Some operators have taken an approach of attestation and system measurement as a means to try and combat these sorts of vectors, however, if the TPM can't read the firmware to "measure" checksum out of the inband firmware channel, i.e. access the flash directly, not what malicious byte code could reply to, then it is a little difficult to trust that mechanism. The positive is that this mainly means things like drives are the items at risk at this point. Not exactly comforting as the first firmware POC I can think of that spoofs on checking the firmware was against a SATA disk.

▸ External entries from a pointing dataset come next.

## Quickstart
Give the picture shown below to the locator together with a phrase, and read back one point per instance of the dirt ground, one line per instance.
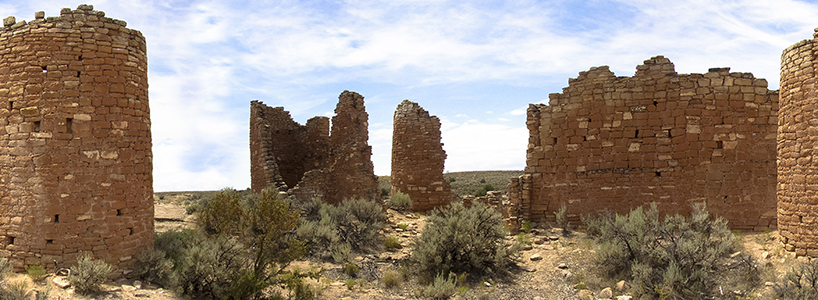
(551, 268)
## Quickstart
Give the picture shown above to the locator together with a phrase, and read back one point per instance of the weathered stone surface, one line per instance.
(797, 132)
(615, 143)
(418, 158)
(68, 184)
(313, 160)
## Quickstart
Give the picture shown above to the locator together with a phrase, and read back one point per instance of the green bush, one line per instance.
(17, 290)
(459, 239)
(442, 288)
(338, 231)
(392, 242)
(392, 279)
(801, 282)
(154, 266)
(400, 202)
(35, 272)
(88, 275)
(674, 257)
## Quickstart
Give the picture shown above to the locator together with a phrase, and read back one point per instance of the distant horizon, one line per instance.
(477, 66)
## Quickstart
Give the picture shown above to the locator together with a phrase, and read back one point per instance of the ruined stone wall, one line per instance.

We thought about that too - potential firmware corruption of NVMe drives, or the configuration of drives that support NVMe namespaces, and undoing this upon reprovisioning of the server. Lots of things to think about. I'm not 100% sure how the firmware signature checks work, but it seems that this would be done within the firmware itself, and not with a separate management processor inside the device. So, then we have to deal with the potential firmware flash of an older firmware version that did not have digital signature checks, which would open a channel to install anything the attacker wanted on that device.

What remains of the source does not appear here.